General Motors Co. (GM) plans to largely withdraw its Chevrolet brand from Europe from the beginning of 2016, focusing more sharply on its main Opel and Vauxhall brands. The stock price of GM rose modestly after the announcement, even though the U.S. market as a whole traded downward. If GM’s stock price stays elevated, it could let the U.S. government earn a bit of additional money when it sells its remaining shares of GM stock after bailing out the automaker several years ago.
Today’s announcement indicates Chevrolet will no longer have a “mainstream presence” in Europe. The move will reduce corporate costs as sales on the continent are challenging due to the “difficult economic situation” there. Much like the elimination of GM brands such as Pontiac, Saturn and Oldsmobile in the United States, the scaling back of marketing Chevrolet in Europe will reduce the “market complexity” of maintaining several brands in the region. GM has continued to lose money in Europe, where automakers’ sales have been hampered by persistent economic weakness, even as the company’s performance elsewhere improves. Chevrolet will still offer “select iconic vehicles” such as the Corvette in Europe and will retain a broad presence in Russia.

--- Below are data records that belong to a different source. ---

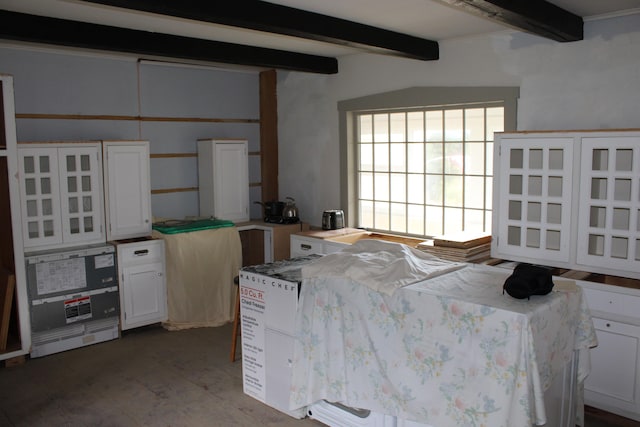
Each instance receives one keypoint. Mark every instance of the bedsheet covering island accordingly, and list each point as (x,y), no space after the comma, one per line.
(448,350)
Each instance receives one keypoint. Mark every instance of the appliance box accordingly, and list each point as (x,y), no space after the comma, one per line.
(268,302)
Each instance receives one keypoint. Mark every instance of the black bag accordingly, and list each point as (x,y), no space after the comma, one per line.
(528,280)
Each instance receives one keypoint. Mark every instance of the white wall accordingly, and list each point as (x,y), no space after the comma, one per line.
(590,84)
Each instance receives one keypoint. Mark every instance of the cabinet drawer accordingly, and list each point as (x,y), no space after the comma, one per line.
(133,253)
(302,247)
(613,302)
(616,327)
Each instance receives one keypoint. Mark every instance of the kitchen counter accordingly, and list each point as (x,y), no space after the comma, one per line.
(352,235)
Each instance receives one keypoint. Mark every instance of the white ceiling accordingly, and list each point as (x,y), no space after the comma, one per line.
(429,19)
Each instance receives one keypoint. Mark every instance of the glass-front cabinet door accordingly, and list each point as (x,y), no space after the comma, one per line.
(60,188)
(40,196)
(80,193)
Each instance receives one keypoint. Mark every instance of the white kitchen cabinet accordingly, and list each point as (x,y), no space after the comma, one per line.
(60,194)
(223,179)
(568,199)
(143,287)
(127,189)
(614,382)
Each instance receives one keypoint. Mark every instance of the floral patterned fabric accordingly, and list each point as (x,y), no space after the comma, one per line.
(448,351)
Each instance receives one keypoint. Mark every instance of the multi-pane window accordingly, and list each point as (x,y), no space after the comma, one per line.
(429,171)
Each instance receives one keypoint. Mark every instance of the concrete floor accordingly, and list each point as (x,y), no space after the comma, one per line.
(149,377)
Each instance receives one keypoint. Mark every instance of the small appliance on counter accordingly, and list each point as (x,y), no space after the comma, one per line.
(333,219)
(280,212)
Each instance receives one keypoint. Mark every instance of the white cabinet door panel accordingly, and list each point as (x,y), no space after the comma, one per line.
(127,189)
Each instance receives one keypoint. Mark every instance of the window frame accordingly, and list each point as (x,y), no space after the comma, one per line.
(418,97)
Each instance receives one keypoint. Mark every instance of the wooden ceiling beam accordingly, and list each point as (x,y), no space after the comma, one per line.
(40,29)
(534,16)
(273,18)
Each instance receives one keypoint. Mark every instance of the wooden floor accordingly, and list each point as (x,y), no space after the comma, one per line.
(149,377)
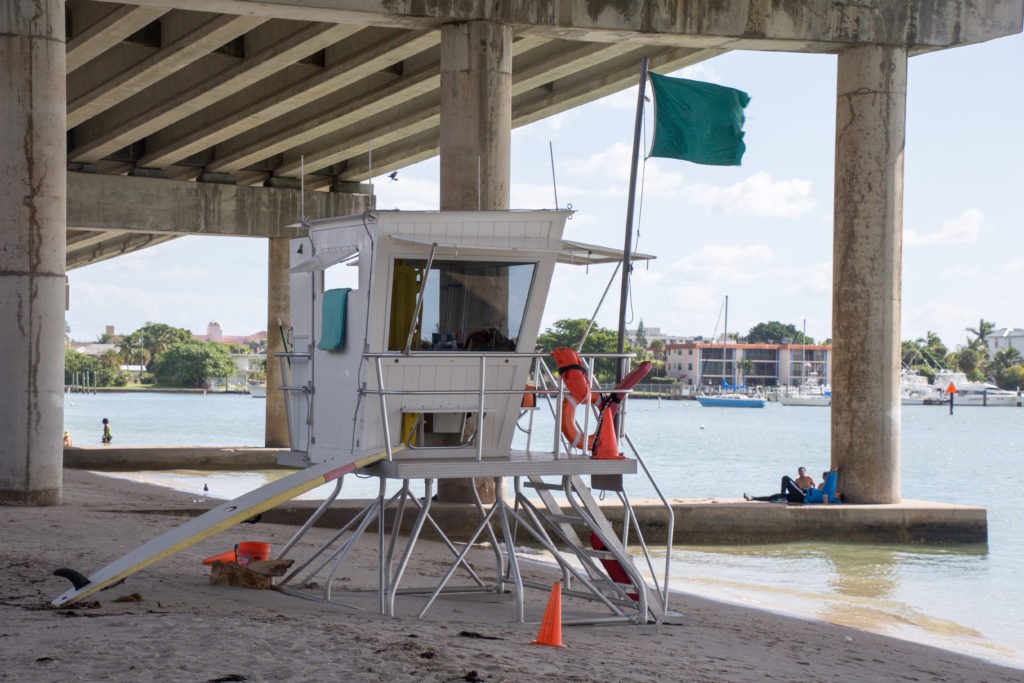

GM expects the decision will result in net charges of between $700 million and $1 billion, primarily in the current quarter and continuing through the first half of next year. Those charges include asset impairments, dealer restructuring, sales incentives and severance-related costs. In 2012, Chevrolet sold 195,000 cars and SUVs in Western and Central Europe. In the first 10 months of 2013, it sold 137,000 vehicles in the region. GM’s CEO Dan Akerson said the company’s European operation will benefit from focusing on its Opel and Vauxhall and from plans to expand the Cadillac brand’s presence in Europe. He stressed that “Europe is a key region for GM.” Most of the Chevrolet models sold in Europe are produced in South Korea, so GM plans to focus on profitability, cost management and maximizing sales in its Korean operations.